12

I read an article about unit testing by Vladimir Khorikov, written in 2020. Here is The Article

https://vkhorikov.medium.com/dont-mock-your-database-it-s-an-implementation-detail-8f1b527c78be

It said that you shouldn't mock an (internal) application database because it's a managed dependency. Here is the relevant part:

Managed dependencies — out-of-process dependencies you have full control over. These dependencies are only accessible through your application; interactions with them aren’t visible to the external world. A typical example is the application database. External systems don’t access your database directly; they do that through the API your application provides.

And here is the part where it said that managed dependencies should use real instances:

Only unmanaged dependencies should be replaced with mocks. Use real instances of managed dependencies in tests.

However, in Khorikov's book "Unit Testing Principles, Practices, and Patterns", also from 2020 , the author said that unit test should isolate from each other and should not reach out to a shared state.

Here's the part of the book where the author said it:

Isolating tests from each other means it’s fine to exercise several classes at once as long as they all reside in the memory and don’t reach out to a shared state

So, which one is the right one? How can you use real instances of the managed dependencies/database when the criteria of a unit test should be isolated from each other?

Is there any mistake in my understanding?

Doc Brown
  • 218,378

9 Answers9

42

After finally getting access to a copy of the book, I found the citation

Isolating tests from each other means it’s fine to exercise several classes at once as long as they all reside in the memory and don’t reach out to a shared state

in chapter 2 "What's a unit test?" (specifically in 2.1.2 "The isolation issue: The classical take").

The explanation about "not mocking an application database because it's a managed dependency", however, is in chapter 10, which belongs to part 3, "Integration testing".

This clear distinction has been lost in that Medium article, and it should answer your question: when writing "classical" unit tests, it is fine to mock your database, but when writing integration tests, try to treat internal databases as implementation details.

Hence, my recommendation: don't take any such blog article too literally without going through the details of their primary sources (even when both come from the same author).

Doc Brown
  • 218,378
13

The source material you're reading is plain wrong. Unit tests mock external dependencies. Who designed this dependency is irrelevant. If it's external to the unit under test, it shouldn't be included as a real component in those unit tests.

The most optimistic interpretation of this guide might be that they got confused between unit and integration tests.
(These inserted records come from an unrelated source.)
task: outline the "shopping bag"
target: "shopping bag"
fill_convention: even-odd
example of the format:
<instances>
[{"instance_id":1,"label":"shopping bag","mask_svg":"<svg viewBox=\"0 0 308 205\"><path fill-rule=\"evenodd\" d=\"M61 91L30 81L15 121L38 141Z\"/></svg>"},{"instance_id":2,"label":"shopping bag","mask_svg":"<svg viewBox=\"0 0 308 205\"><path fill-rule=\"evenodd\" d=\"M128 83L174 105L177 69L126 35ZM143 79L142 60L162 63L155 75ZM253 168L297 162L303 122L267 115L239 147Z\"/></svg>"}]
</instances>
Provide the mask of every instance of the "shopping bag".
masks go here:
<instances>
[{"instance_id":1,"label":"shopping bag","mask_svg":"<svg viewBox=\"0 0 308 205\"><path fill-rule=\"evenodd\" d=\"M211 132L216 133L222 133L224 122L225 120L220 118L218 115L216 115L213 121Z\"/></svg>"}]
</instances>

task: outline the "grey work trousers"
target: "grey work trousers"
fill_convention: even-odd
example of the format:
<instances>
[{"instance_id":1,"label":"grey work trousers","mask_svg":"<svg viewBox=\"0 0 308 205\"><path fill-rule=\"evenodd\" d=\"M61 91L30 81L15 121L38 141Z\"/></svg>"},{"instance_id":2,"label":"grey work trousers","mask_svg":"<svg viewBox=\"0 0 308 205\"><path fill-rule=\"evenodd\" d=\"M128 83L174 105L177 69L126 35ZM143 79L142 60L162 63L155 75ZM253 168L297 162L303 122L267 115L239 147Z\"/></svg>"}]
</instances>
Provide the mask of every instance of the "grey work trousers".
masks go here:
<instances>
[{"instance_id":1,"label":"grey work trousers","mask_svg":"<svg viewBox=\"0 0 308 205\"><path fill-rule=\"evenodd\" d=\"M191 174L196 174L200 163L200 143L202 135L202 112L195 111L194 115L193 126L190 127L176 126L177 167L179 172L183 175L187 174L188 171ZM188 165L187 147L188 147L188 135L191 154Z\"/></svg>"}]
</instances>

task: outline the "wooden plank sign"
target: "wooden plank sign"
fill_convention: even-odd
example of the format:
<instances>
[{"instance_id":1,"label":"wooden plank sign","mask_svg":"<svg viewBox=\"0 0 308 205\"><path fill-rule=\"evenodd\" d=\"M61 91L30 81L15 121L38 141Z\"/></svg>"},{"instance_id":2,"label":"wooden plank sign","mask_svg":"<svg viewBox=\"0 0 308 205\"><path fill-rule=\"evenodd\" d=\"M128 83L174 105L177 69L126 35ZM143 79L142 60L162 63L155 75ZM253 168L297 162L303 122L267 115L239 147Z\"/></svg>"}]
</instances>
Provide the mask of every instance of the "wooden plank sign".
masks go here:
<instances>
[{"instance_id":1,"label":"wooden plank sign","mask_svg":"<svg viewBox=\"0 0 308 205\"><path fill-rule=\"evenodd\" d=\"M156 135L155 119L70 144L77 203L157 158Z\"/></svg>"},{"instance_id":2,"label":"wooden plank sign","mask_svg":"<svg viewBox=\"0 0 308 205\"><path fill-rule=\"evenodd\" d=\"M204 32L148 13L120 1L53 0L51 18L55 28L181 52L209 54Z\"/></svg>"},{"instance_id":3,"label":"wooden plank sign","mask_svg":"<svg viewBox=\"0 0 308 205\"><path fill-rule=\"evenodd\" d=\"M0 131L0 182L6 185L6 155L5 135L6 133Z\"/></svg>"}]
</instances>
But that is such a straightforward easy-to-spot mistake to make, which is really egregious in a guide that otherwise attempts to rigorously defined everything to then give you specific rules about every specific thing.

I've never seen the value in distinguishing between the different kinds of fake dependency, but this article goes to great lengths to define it all. I disagree with that take, not so much the exercise of naming things in and of itself (to each their own), but the undertone that there are very different treatments based for all these fake dependency variants.

In my opinion, it's an act of creating an arbitrary distinction only to then be able to sell your guide that helps you navigate said arbitrarily complex maze of rules. The article's content feels bloated with the intention of appearing to convey more information than is actually relevant in practice.
The article ending itself on a cliffhanger that suggests you should read (and therefore buy) their book seems to further support this interpretation of the article's content.

For this article to take such a declarative stance with such granularity, and then plainly fail on the advice on what should be faked in a unit test, makes it a really bad article. Them doubling down on the "because you control/manage it" argument further compounds how misguided this article is.

I'm not saying everything in this article is wrong, but I wouldn't trust any of it based on this article alone.

Flater
  • 58,824
10

I think the inconsistency you see is just a misunderstanding. When he says you shouldn't mock the database he doesn't mean that all tests should run against a real persistent database. If that was the case, a test might change data in such a way it would affect the following tests. This is a no-go.

More likely means something like using the real database engine, but creating fresh data per test and reset the data after each test. For example you could have an SQL script which drops all tables and then recreated them in a known state, before each test. This is a common pattern for automated tests.

When he talks about shared state in the third quote, it is about isolating tests against each other, i.e. a test should not affect shared state in such a way that it might affect the outcome of other tests.

Regarding the question "is it okay to mock a database when writing unit test?" - yes it is OK in the sense that you wont get arrested for it. But as a general rule, the less you mock the better. Using mocks easily lead you down the road where your tests are just testing the mocks rather then the actual code.

JacquesB
  • 61,955
  • 21
  • 135
  • 189
4

Important lesson: your confusion is not your fault. The literature sucks.


So part of the problem you are running into is that there are many definitions of "unit test", which aren't all consistent with each other. Furthermore, there are multiple reasons that someone might want a "unit test", and the different reasons that you might want them introduce different constraints on the design of the test.

Design is what we do to get more of what we want than we get by just doing it.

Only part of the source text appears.